Une nouvelle version en septembre

La concurrence s’est, depuis, développée autour de six ou sept acteurs spécialisés identifiés par l’entrepreneur. Les plus gros exerçant aux États-Unis. En revanche, Alexandre Grellier ne voit pas les services de partage en ligne comme des concurrents. « Seul Box essaie d’entrer dans le domaine mais les services en ligne ont tous un problème de performance, un critère impératif dans notre secteur. Essayez donc d’uploader plus de 40 fichiers depuis un navigateur.

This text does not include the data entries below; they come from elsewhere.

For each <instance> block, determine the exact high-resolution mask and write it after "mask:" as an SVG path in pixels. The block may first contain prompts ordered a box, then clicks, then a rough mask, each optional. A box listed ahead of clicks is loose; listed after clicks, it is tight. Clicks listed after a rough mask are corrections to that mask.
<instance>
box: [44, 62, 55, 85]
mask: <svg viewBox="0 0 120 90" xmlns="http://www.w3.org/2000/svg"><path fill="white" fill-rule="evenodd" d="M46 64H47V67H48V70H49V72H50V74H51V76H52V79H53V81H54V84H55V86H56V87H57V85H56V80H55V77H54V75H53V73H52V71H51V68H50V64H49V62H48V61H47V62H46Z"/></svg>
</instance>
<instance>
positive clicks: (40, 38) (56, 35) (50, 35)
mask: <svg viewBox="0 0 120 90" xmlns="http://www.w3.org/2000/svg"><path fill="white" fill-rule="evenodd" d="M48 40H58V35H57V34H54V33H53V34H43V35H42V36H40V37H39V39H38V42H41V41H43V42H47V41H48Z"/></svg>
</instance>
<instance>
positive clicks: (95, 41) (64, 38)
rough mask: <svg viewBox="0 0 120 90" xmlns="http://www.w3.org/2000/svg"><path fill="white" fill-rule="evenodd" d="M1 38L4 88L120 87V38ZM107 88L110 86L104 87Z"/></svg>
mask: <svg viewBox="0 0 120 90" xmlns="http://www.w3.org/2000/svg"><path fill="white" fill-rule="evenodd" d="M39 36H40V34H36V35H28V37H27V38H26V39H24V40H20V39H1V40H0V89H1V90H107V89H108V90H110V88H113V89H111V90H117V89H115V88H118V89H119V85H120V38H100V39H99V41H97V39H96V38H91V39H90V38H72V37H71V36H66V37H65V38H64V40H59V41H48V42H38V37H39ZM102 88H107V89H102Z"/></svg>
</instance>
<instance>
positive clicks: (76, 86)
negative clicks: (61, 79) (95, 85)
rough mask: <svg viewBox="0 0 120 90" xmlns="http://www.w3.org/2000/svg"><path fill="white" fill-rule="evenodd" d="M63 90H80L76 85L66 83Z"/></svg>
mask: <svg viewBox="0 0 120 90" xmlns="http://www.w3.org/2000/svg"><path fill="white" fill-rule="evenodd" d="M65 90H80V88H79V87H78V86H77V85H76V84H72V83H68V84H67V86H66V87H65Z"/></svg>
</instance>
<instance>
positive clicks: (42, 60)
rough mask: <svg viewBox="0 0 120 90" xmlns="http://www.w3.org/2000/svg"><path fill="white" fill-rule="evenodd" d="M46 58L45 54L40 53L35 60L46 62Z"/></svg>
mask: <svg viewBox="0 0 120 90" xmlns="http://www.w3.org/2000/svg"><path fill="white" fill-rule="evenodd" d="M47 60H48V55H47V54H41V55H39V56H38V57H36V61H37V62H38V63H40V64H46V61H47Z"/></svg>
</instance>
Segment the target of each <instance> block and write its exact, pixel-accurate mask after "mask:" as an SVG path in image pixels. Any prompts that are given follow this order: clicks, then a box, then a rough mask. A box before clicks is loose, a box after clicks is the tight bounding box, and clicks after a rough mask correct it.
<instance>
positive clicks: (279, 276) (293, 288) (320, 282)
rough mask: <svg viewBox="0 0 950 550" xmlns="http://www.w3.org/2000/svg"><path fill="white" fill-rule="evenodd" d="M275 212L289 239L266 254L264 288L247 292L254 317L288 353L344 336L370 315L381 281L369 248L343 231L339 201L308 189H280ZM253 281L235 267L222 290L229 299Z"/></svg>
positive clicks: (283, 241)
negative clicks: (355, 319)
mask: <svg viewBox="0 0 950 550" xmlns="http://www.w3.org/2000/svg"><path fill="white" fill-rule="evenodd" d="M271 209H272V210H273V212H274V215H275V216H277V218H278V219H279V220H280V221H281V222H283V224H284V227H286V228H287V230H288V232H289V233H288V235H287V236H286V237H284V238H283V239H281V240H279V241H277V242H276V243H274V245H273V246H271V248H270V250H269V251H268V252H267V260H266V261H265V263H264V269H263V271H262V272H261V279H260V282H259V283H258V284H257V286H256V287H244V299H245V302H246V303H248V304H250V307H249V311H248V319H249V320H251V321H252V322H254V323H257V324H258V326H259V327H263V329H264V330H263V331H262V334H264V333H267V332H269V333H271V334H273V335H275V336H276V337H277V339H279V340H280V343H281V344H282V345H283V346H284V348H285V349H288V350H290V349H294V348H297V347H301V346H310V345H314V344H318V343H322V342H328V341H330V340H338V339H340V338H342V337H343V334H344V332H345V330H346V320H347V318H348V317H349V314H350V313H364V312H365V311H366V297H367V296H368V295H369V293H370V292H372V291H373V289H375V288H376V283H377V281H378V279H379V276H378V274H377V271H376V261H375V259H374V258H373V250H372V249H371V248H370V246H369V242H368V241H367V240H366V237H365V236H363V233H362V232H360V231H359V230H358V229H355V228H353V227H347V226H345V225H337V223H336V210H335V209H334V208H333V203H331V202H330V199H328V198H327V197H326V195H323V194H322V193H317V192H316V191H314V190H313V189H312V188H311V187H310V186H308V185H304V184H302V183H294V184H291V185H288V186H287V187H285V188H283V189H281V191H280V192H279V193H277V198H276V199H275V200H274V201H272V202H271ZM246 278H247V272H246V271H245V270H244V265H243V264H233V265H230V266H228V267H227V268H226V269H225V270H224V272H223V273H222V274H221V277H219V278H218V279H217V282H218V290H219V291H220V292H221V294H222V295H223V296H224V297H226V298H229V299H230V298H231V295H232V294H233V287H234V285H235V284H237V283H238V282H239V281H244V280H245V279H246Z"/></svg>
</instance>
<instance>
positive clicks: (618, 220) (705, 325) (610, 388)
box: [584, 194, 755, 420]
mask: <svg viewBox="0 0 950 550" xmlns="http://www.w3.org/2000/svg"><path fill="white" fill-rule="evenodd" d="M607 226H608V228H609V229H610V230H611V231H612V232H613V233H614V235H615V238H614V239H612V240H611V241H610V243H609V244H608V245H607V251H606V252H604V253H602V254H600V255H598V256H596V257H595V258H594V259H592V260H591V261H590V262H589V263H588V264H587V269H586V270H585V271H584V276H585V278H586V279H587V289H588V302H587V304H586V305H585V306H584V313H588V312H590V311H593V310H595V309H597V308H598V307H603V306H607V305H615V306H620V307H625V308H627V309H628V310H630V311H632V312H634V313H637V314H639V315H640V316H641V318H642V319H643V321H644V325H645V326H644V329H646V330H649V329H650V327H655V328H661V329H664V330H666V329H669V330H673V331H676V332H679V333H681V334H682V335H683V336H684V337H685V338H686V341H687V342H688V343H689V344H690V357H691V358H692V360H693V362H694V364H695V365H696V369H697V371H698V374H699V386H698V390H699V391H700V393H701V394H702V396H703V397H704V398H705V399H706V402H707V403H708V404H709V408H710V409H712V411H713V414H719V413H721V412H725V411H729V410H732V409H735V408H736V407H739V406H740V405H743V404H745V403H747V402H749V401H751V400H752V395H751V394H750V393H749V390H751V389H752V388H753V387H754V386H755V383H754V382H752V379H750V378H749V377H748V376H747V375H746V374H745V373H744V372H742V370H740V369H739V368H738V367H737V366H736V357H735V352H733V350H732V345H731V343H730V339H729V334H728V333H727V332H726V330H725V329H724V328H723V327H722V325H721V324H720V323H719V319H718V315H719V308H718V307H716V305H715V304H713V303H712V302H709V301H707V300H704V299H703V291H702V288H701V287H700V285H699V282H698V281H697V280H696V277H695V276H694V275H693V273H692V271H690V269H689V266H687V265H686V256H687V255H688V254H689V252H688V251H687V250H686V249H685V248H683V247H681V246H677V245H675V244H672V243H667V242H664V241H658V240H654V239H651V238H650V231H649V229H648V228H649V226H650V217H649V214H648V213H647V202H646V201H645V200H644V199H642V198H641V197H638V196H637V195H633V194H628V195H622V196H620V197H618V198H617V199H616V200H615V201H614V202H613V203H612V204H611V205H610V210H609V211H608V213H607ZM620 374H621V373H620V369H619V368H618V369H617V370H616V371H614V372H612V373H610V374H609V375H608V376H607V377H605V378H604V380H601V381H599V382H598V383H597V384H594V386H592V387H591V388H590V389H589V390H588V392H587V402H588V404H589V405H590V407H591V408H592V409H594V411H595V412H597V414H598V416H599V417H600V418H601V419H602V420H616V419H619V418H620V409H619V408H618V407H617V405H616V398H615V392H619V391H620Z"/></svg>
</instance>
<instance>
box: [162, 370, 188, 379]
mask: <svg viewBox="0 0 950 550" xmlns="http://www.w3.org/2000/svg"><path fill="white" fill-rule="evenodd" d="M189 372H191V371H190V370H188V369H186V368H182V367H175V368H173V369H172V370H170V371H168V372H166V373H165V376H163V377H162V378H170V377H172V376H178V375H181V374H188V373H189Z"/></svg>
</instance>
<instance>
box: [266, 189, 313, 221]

Bonne chance ! » Qui plus est, Drooms assure, encore, des services physiques. Particulièrement celui de la numérisation des documents. « Nos équipes se déplacent dans les locaux du client avec des scanners pour numériser les fichiers localement, avec un service d’OCR (reconnaissance optique des caractères afin de pouvoir les éditer, NDLR) et assurer l’envoi sur nos serveurs. »

Au fil du temps, le marché de Drooms s’est élargi au-delà des besoins d’études de documents dans le cadre de transaction d’entreprises. Notamment vers l’immobilier ou l’industrie pharmaceutique que la réglementation oblige désormais à conserver leurs documents à vie. De plus, la nouvelle législation sociale et économique qui va imposer la mise à disposition de la base de données salariale aux syndicats s’inscrit comme une manne à venir pour Drooms. « Notre outil est parfaitement adapté. Cela génère des revenus récurrents », se réjouit Alexandre Grellier, même si le client peut quitter la plate-forme à tout moment. Des revenus qui font progresser de 20% à 40% le chiffre d’affaires de l’entreprise annuellement. Avec des services qui, pour l’offre de base, démarrent à 89 euros par mois et peuvent aller jusqu’à 80 000 euros. Le dirigeant restera néanmoins discret sur ses résultats laissant juste entendre qu’il s’agit « d’un nombre à deux chiffres en millions ». De fait, les revenus liés au transactionnel ne représentent « plus que » 50% à 60% du chiffre d’affaires.

Et Alexandre Grellier entend bien élargir l’usage de sa solution. Notamment grâce à une nouvelle version en préparation de l’application. Attendue pour le 30 septembre prochain, le dirigeant refuse d’en présenter les innovations. « C’est confidentiel mais je peux vous dire que cela fera appel à la business intelligence », concède-t-il. En ajoutant que trois spécialistes du machine learning en liaison avec des universités ont été dédiées au développement. La nouvelle application devrait également s’accompagner de sa version mobile pour Android. Seule l’iPhone était jusqu’à présent servi. Pour des raisons de sécurité, encore et toujours.